China Returns U.S. Drone Seized in South China Sea

U.S. destroyer South China Sea
A U.S. destroyer operates in the South China Sea as part of the Bonhomme Richard Expeditionary Strike Group (ESG) in the South China Sea on October 13. China has returned a U.S. drone seized in the disputed region. Courtesy Diana Quinlan/U.S. Navy/Handout via Reuters

China has returned a U.S. submarine drone that it seized in the disputed South China Sea, according to a statement from the Chinese defense ministry.

A Chinese naval vessel seized the unmanned underwater vehicle (UUV) on Thursday about 50 nautical miles northwest of Subic Bay, in a part of the sea that is administered by the Philippines.

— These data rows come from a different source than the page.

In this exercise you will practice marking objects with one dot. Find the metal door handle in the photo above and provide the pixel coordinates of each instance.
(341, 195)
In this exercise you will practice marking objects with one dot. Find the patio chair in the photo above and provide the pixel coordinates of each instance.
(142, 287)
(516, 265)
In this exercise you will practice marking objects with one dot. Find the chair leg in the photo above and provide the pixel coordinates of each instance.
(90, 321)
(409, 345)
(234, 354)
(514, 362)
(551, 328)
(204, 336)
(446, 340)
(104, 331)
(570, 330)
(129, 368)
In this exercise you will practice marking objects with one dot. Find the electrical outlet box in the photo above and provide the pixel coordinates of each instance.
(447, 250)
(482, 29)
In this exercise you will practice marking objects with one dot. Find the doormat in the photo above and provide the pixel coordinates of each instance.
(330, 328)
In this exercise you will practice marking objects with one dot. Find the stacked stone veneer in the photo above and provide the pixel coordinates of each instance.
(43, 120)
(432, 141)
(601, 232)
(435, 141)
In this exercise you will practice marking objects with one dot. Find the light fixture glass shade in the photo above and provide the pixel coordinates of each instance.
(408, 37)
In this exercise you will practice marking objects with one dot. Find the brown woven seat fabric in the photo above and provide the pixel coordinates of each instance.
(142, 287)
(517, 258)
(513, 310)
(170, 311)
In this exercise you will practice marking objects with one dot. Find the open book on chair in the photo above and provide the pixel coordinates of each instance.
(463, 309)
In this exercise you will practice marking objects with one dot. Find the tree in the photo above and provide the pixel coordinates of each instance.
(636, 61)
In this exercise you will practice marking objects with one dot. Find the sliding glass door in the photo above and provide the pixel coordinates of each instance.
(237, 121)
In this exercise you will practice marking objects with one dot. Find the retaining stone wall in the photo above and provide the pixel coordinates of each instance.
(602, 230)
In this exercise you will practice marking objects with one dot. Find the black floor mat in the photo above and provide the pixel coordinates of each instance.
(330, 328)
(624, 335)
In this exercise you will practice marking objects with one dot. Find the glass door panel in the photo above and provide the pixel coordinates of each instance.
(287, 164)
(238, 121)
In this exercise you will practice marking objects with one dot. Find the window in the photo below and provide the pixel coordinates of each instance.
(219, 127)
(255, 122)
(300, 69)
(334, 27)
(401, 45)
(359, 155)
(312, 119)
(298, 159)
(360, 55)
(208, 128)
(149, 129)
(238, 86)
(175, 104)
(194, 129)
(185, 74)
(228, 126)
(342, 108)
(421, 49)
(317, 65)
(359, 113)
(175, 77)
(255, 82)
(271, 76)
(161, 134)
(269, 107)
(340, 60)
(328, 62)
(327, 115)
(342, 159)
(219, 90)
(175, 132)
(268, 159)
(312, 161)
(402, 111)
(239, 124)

The Pentagon said the drone was operating lawfully in international waters and was clearly marked as U.S. property, and U.S. President-elect Donald Trump accused China on Saturday of "stealing" the drone. Beijing said that it had taken the drone to examine it, believing that it may have posed a threat to passing vessels and said that Washington had "hyped up" the incident.

The defense ministry statement said that after "friendly consultations," the UUV had been handed over around midday local time on Tuesday.

The South China Sea is a contested region, with China claiming territorial rights over most of the sea but other smaller countries—including Vietnam, the Philippines, Malaysia, Brunei and Taiwan—all having competing claims.

The United States said that it would continue to "fly, sail, and operate in the South China Sea" where permitted by international law.

The incident may provide a preview of how China-U.S. relations will progress once Trump takes office on January 20. Trump has adopted a more aggressive tone towards Beijing, accusing China of building a "massive military complex" in the South China Sea and of purposefully devaluing its currency, making it harder for U.S. companies to compete with Chinese manufacturers.

The U.S. president-elect also accepted a call from Taiwanese President Tsai Ing-wen, the first of its kind in over 40 years. Beijing considers Taiwan to be a rogue breakaway province and the Chinese Foreign Ministry said it had lodged "stern representations" with the United States over the call.